Although ultrasound was initially discovered in the 1800s, medical ultrasound was not introduced as a practical application until the 1950s. Today, ultrasound scans are most regularly utilized in the obstetric setting but are practical in a number of other medical areas as well. The safety and simplicity of use has made these machines a lasting diagnostic tool in the medical community.

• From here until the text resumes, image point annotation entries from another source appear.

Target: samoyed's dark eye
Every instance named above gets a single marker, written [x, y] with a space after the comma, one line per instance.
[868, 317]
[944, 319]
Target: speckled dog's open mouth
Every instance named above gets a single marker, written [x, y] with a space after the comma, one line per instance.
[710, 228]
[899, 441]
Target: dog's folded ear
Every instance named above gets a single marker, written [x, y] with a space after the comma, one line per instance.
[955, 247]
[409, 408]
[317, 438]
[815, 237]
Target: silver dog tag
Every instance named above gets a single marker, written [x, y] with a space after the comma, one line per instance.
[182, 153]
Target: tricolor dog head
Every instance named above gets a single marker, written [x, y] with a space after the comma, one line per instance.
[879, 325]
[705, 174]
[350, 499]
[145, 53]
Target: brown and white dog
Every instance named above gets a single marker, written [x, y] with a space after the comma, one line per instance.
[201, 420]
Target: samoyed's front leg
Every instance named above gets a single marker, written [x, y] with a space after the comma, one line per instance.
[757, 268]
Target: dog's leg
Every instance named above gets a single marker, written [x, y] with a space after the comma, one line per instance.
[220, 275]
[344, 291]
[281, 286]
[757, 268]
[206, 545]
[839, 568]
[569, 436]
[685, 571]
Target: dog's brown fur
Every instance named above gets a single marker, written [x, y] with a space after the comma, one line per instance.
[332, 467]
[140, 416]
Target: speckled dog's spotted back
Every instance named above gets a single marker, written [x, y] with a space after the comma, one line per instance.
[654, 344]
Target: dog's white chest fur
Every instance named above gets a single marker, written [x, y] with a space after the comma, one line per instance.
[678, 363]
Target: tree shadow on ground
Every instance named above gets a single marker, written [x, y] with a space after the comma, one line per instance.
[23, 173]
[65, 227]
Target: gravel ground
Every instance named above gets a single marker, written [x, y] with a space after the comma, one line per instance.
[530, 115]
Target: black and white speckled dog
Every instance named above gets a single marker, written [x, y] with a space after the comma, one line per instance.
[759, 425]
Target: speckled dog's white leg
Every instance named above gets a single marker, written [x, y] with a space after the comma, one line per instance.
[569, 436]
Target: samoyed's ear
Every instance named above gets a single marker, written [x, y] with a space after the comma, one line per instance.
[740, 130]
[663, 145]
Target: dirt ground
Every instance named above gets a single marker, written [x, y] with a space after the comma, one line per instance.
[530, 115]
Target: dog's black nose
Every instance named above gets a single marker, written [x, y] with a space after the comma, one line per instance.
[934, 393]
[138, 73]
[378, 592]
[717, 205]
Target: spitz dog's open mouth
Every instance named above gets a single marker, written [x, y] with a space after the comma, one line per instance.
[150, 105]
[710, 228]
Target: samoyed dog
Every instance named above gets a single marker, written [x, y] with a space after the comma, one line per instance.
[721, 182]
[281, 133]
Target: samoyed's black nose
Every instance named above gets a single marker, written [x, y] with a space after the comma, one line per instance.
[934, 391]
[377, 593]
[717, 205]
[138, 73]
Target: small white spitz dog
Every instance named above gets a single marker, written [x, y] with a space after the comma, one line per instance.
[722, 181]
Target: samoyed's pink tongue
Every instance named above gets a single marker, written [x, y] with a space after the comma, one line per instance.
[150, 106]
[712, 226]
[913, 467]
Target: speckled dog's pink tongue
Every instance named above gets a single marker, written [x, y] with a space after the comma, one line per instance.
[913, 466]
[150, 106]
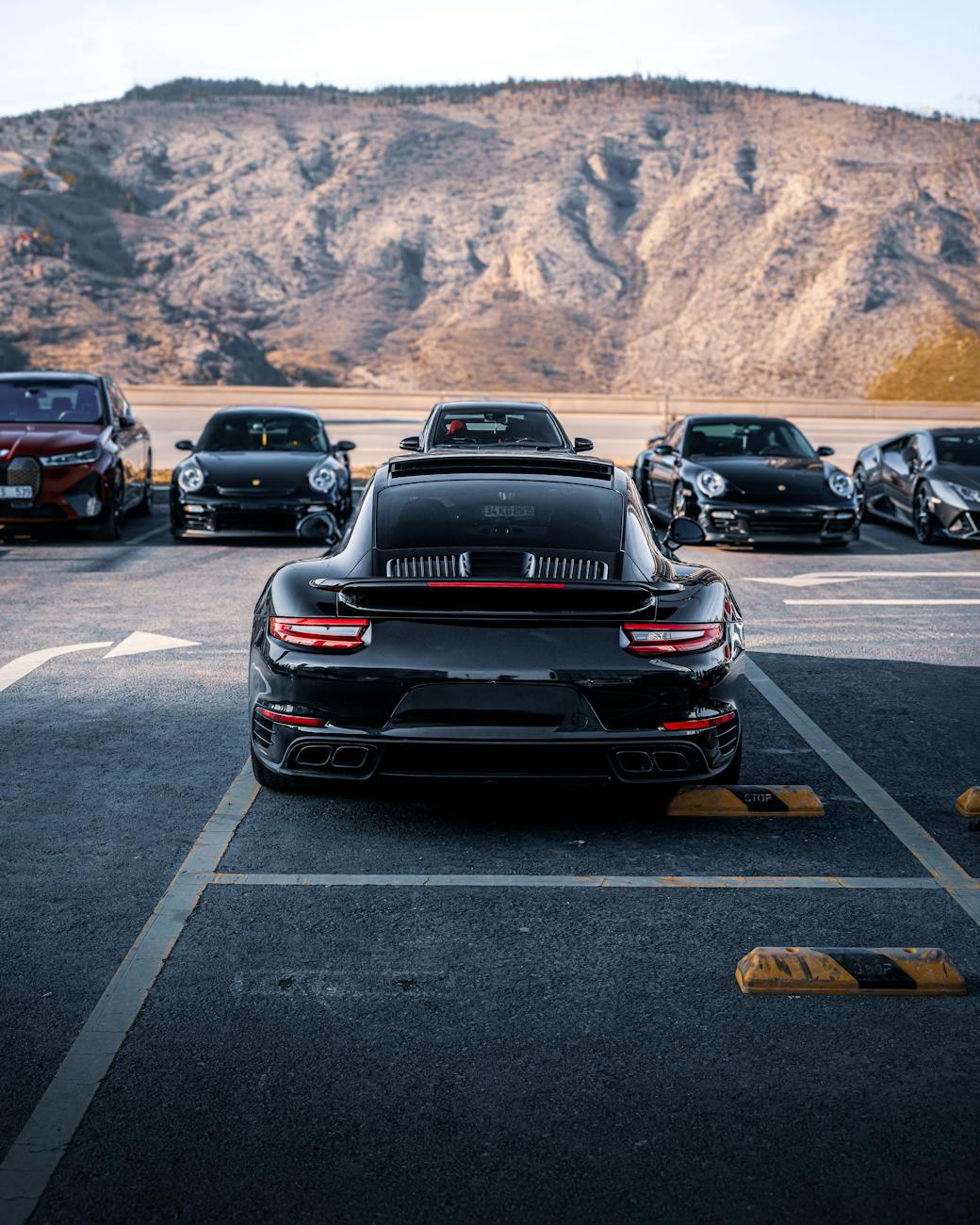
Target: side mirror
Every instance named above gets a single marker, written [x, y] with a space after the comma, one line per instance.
[682, 531]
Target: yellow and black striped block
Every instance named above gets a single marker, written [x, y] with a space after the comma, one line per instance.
[792, 971]
[968, 805]
[745, 801]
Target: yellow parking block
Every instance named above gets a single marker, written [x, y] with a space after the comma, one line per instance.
[745, 801]
[792, 971]
[968, 804]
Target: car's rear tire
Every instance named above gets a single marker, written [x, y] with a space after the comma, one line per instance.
[110, 528]
[731, 772]
[145, 505]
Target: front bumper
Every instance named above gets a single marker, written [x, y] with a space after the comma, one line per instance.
[72, 495]
[727, 522]
[192, 515]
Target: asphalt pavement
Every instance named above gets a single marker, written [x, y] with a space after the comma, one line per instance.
[478, 1003]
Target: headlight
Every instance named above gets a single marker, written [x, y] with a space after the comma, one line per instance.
[322, 478]
[190, 478]
[966, 493]
[89, 456]
[710, 484]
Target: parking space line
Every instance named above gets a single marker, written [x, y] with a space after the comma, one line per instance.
[882, 601]
[150, 534]
[36, 1152]
[955, 878]
[433, 880]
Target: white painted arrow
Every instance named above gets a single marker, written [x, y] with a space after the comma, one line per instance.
[24, 664]
[139, 642]
[820, 579]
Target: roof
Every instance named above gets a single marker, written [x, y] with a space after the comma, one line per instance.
[56, 375]
[490, 403]
[245, 409]
[734, 416]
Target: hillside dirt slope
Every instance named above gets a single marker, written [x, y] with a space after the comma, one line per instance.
[620, 237]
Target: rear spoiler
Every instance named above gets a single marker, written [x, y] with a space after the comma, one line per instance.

History of the Medical Ultrasound
Two men are touted to be the founding fathers for traditional medical ultrasonography. Austrian Dr. Karl Theodore Dussik first used ultrasound to diagnose a brain tumour. Dr. Karl then published his findings, the initial published article about medical ultrasound, in 1942. Some 15 years later, Professor Ian Donald developed the ultrasound machine, that used current technology for the time 3d ultrasound. This machine was initially tested in 1957 and then utilized on the initial pregnant woman in 1958.
So how exactly does it work?
An ultrasound scan produces pictures by using sound waves. These waves bounce off the tissues within the body and back up to the transducer to be able to produce the black-and-white picture on a computer screen.
Who are able to perform an Ultrasound?
Only those who find themselves licensed as ultrasound technicians can perform one of these simple scans. Physicians are also permitted to execute an ultrasound while they received most of the necessary training during schooling.
Where on the body can Ultrasound be used?
Ultrasounds are most often utilized in obstetric applications to diagnose gestational age, estimate foetal weight and health, determine placental placement in the uterus and assist with diagnostic testing such as for example amniocentesis. The medical ultrasound has a number of other applications as well. It can be utilized to view anomalies in the abdomen, urinary tract, thyroid, breasts, heart and circulatory system.
How safe is definitely an Ultrasound?
Ultrasound is utilized in a variety of medical applications because it’s non-invasive and offers basically no risk to the patient. Ultrasound does create a little bit of heat during the particular test. This heat is general only about one degree centigrade and is dissipated by the body rather easily.
Many studies have already been conducted to examine the consequences of ultrasound on a foetus after birth. One particular study was conducted by the University of Western Australia. In this study, foetuses were exposed to up to five different ultrasound tests through the entire gestational period. The outcome of the research is that there is no developmental or physical influence on a child.
Ultrasound scans really are a tool employed for diagnostic purposes in the medical community. For this reason, patients should not forget to ask questions. If something hasn’t been explained to the satisfaction of the in-patient and/or family, request an alternative explanation or extra information from another healthcare practitioner.
Since ultrasound was initially utilized in the medical community it’s been one of the very most widely used items of diagnostic equipment still to the day. Ultrasound is extremely versatile and non-invasive which makes it highly popular amongst healthcare practitioners. There’s without any risk to the in-patient who receives an ultrasound and no negative effects on a foetus.